Substitution rate calibration should only be applied when sufficient sequences are available, and of sufficient length.  Rate calibration based on 20 sequences of about 500 nucleotides is not very reliable. Use at least 35-40 sequences, and with > 1000 positions that are variable. If you want to construct a tree of only 10 sequences with substitution rate calibration, try to estimate nucleotide variabilities on a larger set of sequences. Once the rate spectrum is inferred and the function derived (parameter "p" has been computed), these can be used on a subset of sequences.

Of course, substitution rate calibration is not a ‘miracle method’ that solves all artifacts caused by fastly evolving species.  However, in several cases it does give an improved tree topology.  When clear differences are observed between trees constructed with rate calibration and trees constructed by standard corrections for multiple mutations, increased evolutionary rates in certain lineages are probably at play.

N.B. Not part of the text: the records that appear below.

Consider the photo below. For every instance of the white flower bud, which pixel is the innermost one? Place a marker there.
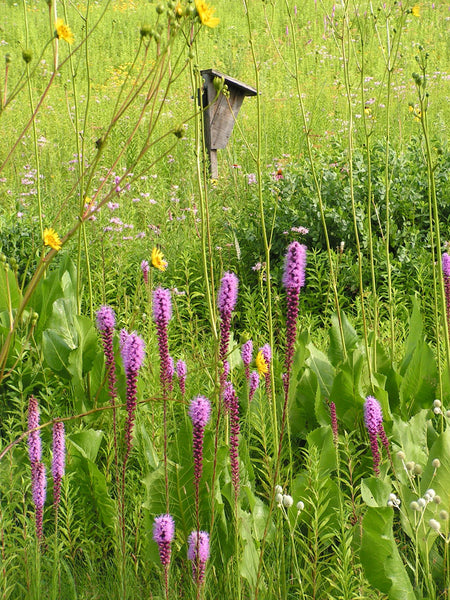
(288, 501)
(434, 524)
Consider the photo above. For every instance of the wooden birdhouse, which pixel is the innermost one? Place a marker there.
(219, 118)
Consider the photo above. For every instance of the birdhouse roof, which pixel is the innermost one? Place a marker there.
(243, 88)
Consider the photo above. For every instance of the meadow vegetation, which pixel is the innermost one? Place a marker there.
(230, 388)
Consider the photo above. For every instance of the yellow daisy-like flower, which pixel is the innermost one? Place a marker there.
(261, 364)
(63, 31)
(51, 238)
(179, 10)
(158, 259)
(205, 12)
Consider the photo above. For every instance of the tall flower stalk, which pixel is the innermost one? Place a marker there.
(162, 313)
(200, 412)
(106, 322)
(163, 534)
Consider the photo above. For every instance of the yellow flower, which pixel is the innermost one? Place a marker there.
(51, 238)
(205, 13)
(261, 364)
(63, 31)
(158, 259)
(179, 9)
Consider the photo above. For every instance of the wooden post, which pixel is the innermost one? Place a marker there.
(219, 117)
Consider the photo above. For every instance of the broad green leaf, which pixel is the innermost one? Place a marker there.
(336, 350)
(411, 437)
(415, 335)
(302, 412)
(56, 351)
(375, 491)
(87, 442)
(8, 283)
(420, 380)
(92, 491)
(380, 557)
(322, 438)
(324, 370)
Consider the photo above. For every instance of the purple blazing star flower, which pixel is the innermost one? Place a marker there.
(198, 554)
(163, 534)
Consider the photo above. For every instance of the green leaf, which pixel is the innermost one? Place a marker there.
(56, 352)
(380, 557)
(420, 379)
(86, 443)
(336, 350)
(375, 491)
(411, 437)
(8, 280)
(322, 439)
(324, 370)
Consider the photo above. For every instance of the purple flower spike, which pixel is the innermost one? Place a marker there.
(446, 273)
(334, 426)
(181, 374)
(106, 318)
(266, 351)
(232, 406)
(163, 533)
(226, 301)
(247, 355)
(227, 297)
(200, 412)
(373, 419)
(254, 382)
(34, 437)
(59, 461)
(39, 491)
(295, 264)
(293, 280)
(145, 268)
(162, 312)
(106, 322)
(198, 554)
(133, 352)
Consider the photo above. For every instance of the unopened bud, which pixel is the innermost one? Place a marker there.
(434, 524)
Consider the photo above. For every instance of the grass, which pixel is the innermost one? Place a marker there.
(335, 142)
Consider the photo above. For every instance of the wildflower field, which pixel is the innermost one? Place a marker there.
(232, 384)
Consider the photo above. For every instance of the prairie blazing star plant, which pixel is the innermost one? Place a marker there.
(373, 419)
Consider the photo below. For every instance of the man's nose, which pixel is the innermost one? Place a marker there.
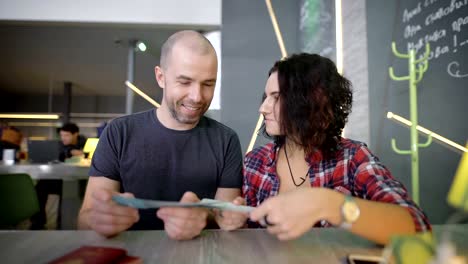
(196, 93)
(264, 107)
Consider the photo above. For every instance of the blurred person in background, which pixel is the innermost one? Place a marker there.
(72, 142)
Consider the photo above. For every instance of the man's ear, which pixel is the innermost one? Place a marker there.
(158, 72)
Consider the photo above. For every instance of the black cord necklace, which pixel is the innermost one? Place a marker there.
(290, 171)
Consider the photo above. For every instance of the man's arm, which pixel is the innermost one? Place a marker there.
(100, 213)
(290, 216)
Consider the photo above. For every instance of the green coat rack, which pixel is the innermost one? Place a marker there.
(416, 68)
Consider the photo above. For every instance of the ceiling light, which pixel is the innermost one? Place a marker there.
(141, 46)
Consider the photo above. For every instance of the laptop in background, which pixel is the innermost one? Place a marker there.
(43, 151)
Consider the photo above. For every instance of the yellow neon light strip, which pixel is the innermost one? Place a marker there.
(426, 131)
(274, 21)
(141, 93)
(339, 36)
(29, 116)
(279, 37)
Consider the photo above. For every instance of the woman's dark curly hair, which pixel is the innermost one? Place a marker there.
(315, 102)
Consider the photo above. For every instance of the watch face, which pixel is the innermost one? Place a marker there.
(350, 211)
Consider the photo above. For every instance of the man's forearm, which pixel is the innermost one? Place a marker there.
(83, 219)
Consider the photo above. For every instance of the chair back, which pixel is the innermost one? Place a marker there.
(18, 199)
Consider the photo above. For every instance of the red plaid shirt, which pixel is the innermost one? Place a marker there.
(354, 170)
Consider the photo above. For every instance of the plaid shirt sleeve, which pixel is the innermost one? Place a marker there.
(373, 181)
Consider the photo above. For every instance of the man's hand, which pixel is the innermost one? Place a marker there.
(229, 220)
(183, 223)
(107, 217)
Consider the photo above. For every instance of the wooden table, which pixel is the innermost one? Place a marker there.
(62, 171)
(320, 245)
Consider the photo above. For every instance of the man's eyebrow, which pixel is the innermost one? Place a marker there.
(184, 78)
(209, 80)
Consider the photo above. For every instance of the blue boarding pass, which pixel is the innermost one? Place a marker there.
(205, 203)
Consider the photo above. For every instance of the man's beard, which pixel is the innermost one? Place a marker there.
(183, 119)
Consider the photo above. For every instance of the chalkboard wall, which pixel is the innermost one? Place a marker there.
(442, 93)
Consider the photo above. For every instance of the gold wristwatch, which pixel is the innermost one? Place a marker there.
(349, 212)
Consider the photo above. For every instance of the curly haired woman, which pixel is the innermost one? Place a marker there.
(310, 175)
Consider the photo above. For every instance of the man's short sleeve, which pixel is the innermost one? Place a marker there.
(106, 157)
(232, 171)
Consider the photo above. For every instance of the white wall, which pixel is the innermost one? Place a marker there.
(178, 12)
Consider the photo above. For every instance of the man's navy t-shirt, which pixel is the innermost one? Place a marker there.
(154, 162)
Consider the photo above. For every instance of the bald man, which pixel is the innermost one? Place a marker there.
(172, 153)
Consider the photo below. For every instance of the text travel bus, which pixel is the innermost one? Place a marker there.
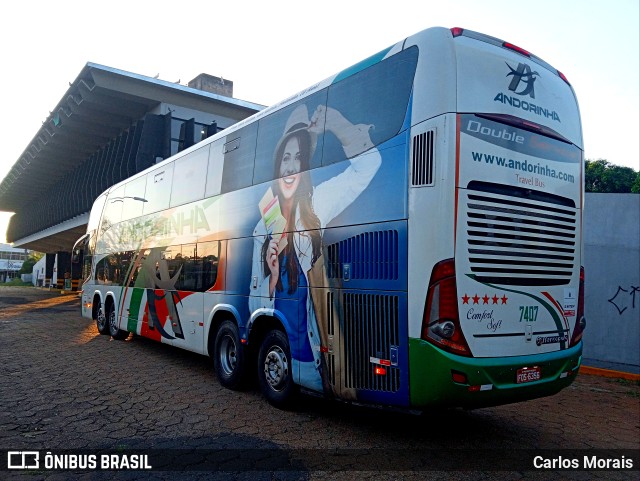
(406, 233)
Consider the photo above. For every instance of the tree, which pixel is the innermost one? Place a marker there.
(27, 265)
(601, 176)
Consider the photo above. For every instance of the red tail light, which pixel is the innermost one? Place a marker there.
(441, 323)
(581, 321)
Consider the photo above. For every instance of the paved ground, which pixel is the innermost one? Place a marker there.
(65, 387)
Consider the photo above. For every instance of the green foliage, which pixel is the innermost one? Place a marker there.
(27, 265)
(601, 176)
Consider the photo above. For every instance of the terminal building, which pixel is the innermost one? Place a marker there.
(109, 125)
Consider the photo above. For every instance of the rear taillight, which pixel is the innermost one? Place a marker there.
(581, 321)
(441, 323)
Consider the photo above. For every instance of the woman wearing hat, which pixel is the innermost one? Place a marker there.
(281, 263)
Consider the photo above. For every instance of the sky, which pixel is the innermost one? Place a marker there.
(271, 50)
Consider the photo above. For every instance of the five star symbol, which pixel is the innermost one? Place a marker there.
(485, 299)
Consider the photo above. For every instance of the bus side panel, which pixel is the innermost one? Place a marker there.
(365, 332)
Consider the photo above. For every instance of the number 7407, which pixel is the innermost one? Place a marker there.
(528, 313)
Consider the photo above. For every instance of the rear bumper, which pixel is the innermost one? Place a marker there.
(492, 380)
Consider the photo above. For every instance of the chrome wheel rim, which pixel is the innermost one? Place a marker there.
(102, 319)
(276, 368)
(228, 355)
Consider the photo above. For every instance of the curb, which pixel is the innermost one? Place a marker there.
(596, 371)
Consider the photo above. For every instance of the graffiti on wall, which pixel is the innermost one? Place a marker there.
(624, 299)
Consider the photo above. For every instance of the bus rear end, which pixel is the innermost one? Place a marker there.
(503, 304)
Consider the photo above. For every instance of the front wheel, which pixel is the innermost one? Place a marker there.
(229, 357)
(275, 370)
(101, 319)
(114, 329)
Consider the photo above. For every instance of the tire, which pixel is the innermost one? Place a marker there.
(101, 319)
(115, 331)
(275, 370)
(229, 358)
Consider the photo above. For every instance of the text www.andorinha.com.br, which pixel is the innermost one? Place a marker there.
(523, 166)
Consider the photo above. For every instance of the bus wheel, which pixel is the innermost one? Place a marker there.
(115, 331)
(274, 370)
(228, 356)
(101, 319)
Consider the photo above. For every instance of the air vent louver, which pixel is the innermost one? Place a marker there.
(423, 157)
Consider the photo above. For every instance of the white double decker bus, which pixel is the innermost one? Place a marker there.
(405, 233)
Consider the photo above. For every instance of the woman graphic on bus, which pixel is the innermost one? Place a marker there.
(283, 257)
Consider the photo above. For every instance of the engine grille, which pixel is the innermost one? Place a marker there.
(371, 255)
(520, 237)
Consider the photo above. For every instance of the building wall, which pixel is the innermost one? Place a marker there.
(612, 281)
(11, 260)
(38, 272)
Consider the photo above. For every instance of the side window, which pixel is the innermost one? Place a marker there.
(190, 269)
(214, 168)
(158, 189)
(377, 96)
(134, 198)
(113, 209)
(189, 177)
(239, 152)
(209, 253)
(96, 213)
(169, 269)
(276, 129)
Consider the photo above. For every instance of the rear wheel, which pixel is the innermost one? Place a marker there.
(115, 331)
(275, 370)
(229, 357)
(101, 319)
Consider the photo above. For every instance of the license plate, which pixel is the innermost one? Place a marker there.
(528, 374)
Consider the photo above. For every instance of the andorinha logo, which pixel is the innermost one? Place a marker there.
(523, 84)
(524, 75)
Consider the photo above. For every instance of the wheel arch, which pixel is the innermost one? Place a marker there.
(219, 314)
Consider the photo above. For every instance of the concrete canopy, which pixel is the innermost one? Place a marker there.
(52, 185)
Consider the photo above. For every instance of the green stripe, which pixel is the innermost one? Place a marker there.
(366, 63)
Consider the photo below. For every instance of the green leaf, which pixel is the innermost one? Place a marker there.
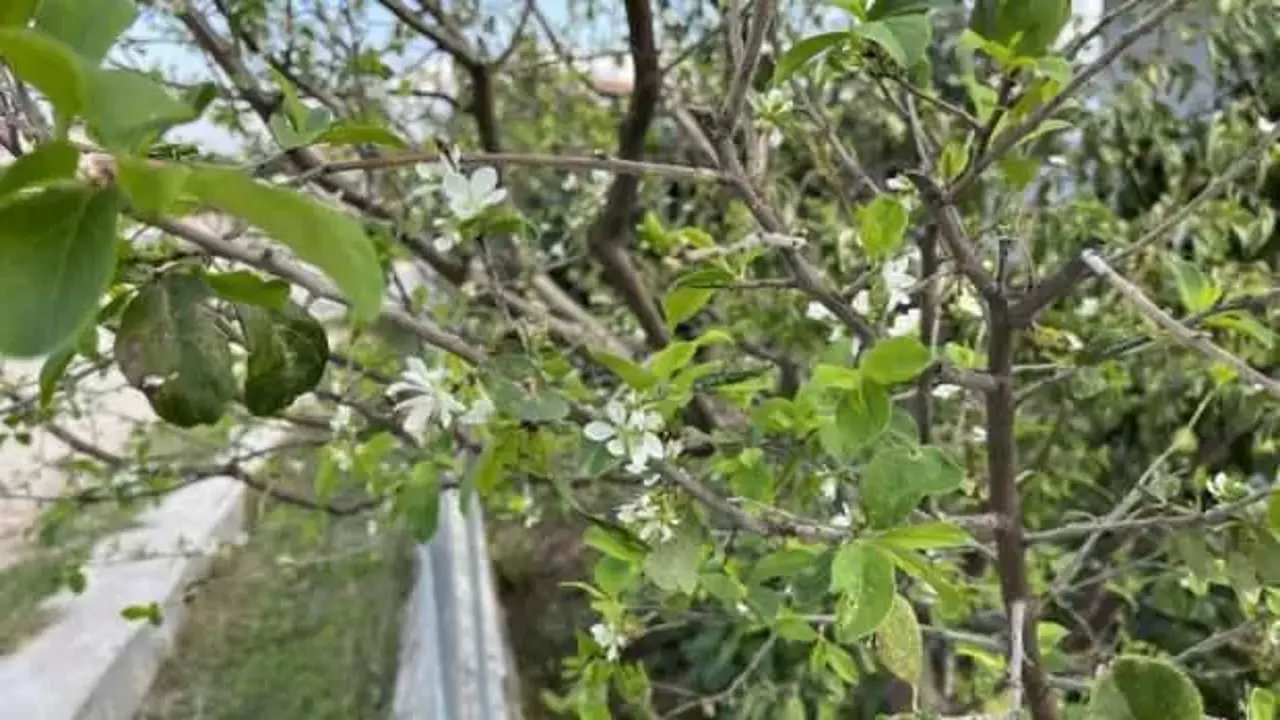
(684, 302)
(626, 370)
(927, 536)
(862, 417)
(890, 8)
(149, 611)
(45, 164)
(895, 360)
(615, 542)
(863, 577)
(899, 645)
(350, 133)
(673, 564)
(1034, 26)
(795, 629)
(87, 27)
(58, 250)
(544, 406)
(1047, 127)
(1262, 705)
(1019, 171)
(922, 568)
(246, 287)
(172, 347)
(128, 109)
(666, 361)
(49, 65)
(328, 238)
(782, 564)
(17, 13)
(882, 226)
(419, 501)
(287, 355)
(152, 187)
(905, 39)
(1197, 291)
(707, 276)
(955, 159)
(1143, 688)
(899, 478)
(799, 54)
(1243, 323)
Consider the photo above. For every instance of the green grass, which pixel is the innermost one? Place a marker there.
(302, 623)
(67, 536)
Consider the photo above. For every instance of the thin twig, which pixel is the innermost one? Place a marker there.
(1212, 190)
(1010, 139)
(1180, 332)
(1212, 516)
(732, 109)
(581, 163)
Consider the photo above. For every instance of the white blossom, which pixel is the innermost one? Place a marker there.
(946, 391)
(897, 279)
(845, 518)
(818, 311)
(428, 397)
(968, 304)
(342, 459)
(905, 323)
(470, 196)
(479, 413)
(446, 241)
(609, 639)
(863, 302)
(828, 487)
(341, 420)
(649, 518)
(1225, 487)
(629, 431)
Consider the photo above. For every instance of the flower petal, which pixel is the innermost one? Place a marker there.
(483, 182)
(598, 431)
(616, 413)
(455, 186)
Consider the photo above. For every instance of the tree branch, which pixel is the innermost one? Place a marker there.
(1180, 332)
(1010, 139)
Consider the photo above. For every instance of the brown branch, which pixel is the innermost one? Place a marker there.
(1010, 139)
(731, 112)
(1046, 292)
(449, 41)
(609, 233)
(302, 277)
(1214, 516)
(572, 163)
(1212, 190)
(954, 236)
(1005, 502)
(1180, 332)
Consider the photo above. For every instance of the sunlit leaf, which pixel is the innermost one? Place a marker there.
(170, 347)
(899, 645)
(56, 258)
(328, 238)
(1144, 688)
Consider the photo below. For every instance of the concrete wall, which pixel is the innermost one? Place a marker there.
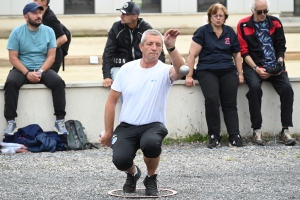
(185, 110)
(15, 7)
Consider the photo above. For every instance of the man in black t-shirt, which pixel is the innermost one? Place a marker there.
(50, 19)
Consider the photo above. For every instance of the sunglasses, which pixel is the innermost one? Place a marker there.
(127, 14)
(259, 12)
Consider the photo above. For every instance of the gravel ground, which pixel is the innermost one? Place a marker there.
(194, 171)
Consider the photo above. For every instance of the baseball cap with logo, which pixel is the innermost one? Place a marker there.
(130, 8)
(31, 7)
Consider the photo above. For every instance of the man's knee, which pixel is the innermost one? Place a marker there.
(122, 162)
(152, 149)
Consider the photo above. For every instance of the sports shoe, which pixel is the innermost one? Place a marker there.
(213, 142)
(130, 184)
(151, 185)
(60, 127)
(237, 141)
(257, 139)
(11, 128)
(286, 138)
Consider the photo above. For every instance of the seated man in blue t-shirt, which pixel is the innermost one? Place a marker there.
(31, 48)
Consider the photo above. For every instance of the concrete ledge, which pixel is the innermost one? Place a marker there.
(99, 24)
(85, 60)
(185, 110)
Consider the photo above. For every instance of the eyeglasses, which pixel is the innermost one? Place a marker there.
(216, 16)
(127, 14)
(259, 12)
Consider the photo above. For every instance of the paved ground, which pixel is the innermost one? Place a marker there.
(194, 171)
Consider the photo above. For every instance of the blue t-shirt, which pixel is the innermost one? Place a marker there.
(216, 52)
(32, 46)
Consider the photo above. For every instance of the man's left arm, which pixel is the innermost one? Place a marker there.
(279, 41)
(177, 61)
(49, 60)
(51, 52)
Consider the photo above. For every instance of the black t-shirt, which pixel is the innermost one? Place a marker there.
(50, 19)
(216, 52)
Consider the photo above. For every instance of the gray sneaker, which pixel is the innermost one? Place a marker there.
(286, 138)
(11, 128)
(60, 127)
(257, 137)
(130, 184)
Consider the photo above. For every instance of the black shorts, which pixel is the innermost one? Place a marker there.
(127, 139)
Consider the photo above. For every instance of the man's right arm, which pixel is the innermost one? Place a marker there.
(109, 50)
(14, 60)
(109, 117)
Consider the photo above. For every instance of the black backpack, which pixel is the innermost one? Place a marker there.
(65, 46)
(77, 139)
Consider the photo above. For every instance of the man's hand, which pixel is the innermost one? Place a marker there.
(189, 81)
(170, 37)
(105, 140)
(262, 73)
(107, 82)
(33, 77)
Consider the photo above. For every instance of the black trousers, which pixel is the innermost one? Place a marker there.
(283, 88)
(220, 86)
(129, 138)
(58, 60)
(50, 79)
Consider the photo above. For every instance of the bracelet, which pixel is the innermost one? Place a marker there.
(171, 49)
(26, 73)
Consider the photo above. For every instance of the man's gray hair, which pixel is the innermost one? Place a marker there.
(151, 32)
(253, 4)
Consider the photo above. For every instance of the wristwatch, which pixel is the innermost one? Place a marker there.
(171, 49)
(42, 71)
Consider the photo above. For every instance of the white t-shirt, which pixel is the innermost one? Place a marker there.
(145, 92)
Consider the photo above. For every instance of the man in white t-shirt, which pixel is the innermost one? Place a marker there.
(144, 85)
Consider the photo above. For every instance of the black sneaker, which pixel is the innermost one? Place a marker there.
(286, 138)
(237, 141)
(151, 185)
(257, 137)
(130, 184)
(213, 142)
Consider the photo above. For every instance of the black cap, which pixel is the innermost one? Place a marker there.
(31, 7)
(130, 8)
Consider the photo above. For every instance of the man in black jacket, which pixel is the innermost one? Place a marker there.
(123, 42)
(262, 44)
(50, 19)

Applications of the ‘substitution rate calibration’ method can be found in:
 

• Van de Peer, Y., Van der Auwera, G., De Wachter, R. (1996) The evolution of stramenopiles and alveolates as derived by "substitution rate calibration" of small ribosomal subunit RNA. J. Mol. Evol. 42, 201-210.
• Van de Peer, Y., Rensing, S., Maier, U.-G., De Wachter, R. (1996) Substitution rate calibration of small ribosomal subunit RNA identifies chlorarachniophyte endosymbionts as remnants of green algae.  Proc. Natl. Acad. Sci. USA 93, 7732-7736.
• Van de Peer, Y., Chapelle, S., De Wachter, R. (1996) A quantitative map of nucleotide substitution rates in bacterial ribosomal subunit RNA.  Nucleic Acids Res. 24, 3381-3391.
• Van de Peer, Y., De Wachter, R  (1997) Evolutionary relationships among the eukaryotic crown taxa taking into account site to site rate variation in 18S rRNA.  J. Mol. Evol. 45, 619-630.